超生物とか漫画に出てくるようなモンスターたちなのでは?そうなったらもう、僕らではどうすることもできないじゃないか

そう考えていた時、安道先輩と木村先輩が僕らに近づいてきた。


「谷、眺野君」


「君らが見つけたというものを教えてほしい」


「・・・・・・」


「・・・・覚悟があっての事なのね・・・まぁ、遅かったかもしれないけど・・・」


僕は何も言えなかったが、谷先輩は二人の顔を見て、僕の方を見た、僕は彼女に任せた

僕はポケットから、折り手紙を谷先輩に渡した、谷先輩はそれを二人に見せた


「これは・・・・!」


「なるほど・・・・」


安道先輩は驚き、木村先輩は何かに納得してた。

おそらく、谷先輩が公にできないという理由が分かったのだろう


「これでは・・・まるで!!」


「ああ、俺たちはこれの見せしめか、鬱憤晴らしにつき合わされたという事だ・・・」


「最悪ね・・・ほんと・・・」


「・・・・・・」


単なる自分勝手な理由でみんな殺された、ここまで来たらもう、そうとしか考えられなかった。

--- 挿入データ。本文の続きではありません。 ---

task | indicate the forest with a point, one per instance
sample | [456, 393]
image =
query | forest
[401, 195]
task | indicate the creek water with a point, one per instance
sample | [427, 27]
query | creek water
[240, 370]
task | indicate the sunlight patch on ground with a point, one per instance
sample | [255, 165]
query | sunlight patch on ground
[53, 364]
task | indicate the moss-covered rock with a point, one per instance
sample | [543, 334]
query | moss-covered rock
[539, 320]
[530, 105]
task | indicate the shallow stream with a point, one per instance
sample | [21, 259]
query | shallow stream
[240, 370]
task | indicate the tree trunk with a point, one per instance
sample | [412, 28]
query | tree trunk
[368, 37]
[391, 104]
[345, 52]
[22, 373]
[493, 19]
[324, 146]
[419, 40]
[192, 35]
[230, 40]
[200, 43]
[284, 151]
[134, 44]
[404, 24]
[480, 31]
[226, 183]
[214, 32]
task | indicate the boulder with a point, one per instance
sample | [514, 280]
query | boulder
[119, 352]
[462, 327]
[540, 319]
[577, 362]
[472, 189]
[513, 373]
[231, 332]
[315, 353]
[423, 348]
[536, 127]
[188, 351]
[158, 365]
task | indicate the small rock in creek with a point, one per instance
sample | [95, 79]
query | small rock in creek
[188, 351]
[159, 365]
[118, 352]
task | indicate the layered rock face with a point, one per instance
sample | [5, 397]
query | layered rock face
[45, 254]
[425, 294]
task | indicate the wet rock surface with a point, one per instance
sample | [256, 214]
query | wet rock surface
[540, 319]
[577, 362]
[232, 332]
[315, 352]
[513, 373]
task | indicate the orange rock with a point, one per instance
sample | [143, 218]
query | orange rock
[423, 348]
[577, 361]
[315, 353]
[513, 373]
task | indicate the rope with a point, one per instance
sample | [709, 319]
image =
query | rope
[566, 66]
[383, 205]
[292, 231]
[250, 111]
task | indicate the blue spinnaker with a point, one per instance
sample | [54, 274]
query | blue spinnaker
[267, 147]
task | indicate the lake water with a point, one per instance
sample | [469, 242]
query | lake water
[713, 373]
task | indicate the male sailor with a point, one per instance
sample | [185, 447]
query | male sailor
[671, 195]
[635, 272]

彼らが死んだことに何の意味もないだなんて、こんな事、現実に会っていい事なのか?


「やっぱり、僕ら以外の誰かがいるんでしょうか・・・」


「・・・それについては、分からない、だが、犯人は俺たちの行動を読んでいる、俺たちはずっと、どこからか、監視されているのかもしれない・・・」


「・・・・・そんな・・・」


先輩たちと真剣な話をしていた時だった。


「あのー・・・・」


久世さんが僕らに声をかけてきた。


「どうした?」


「いや・・・・のど・・・乾きません・・・?家庭科室に行って、水か何か、飲みに行きませんか・・・・?」


確かに閉じ込められてから、何も口にしていない事に気がついた。

後輩からの提案、だが、出て大丈夫なのだろうかと不安になっていたが。


「そうだな・・・落ち着くためにも、一息入れたいな」


「ああ・・・走り回ってるし、何か口にしたいな・・・」


「私も・・・何かのみたい」


みんな、ここまで極限状態だったからその欲求を自覚した時点で遅かった。

僕もそういえばと思って何かのみたいと思ってしまった。

はぐれなければ、襲われないはずだとおもい、皆で家庭科室へと足を向けた。


「・・・・・・」


「木村先輩・・・?」


向かう途中で急に後ろをじっと見だした、木村先輩に声をかけた。


「ああ・・・・視線を感じてな・・・・気のせいかもしれないが・・・・なんとなく、嫌なものを感じて・・・・」


「・・・・・・」


木村先輩のみていた方を見るが人がいるような様子はなかった。


「気のせいだろう・・・・警戒は怠れないが、はぐれるわけには行かないからな・・・」


そう言って、みんなの後を追った、木村先輩は回を降りるごとに後ろを警戒した、僕も周囲を警戒して、先輩たちと家庭科室へと向かった。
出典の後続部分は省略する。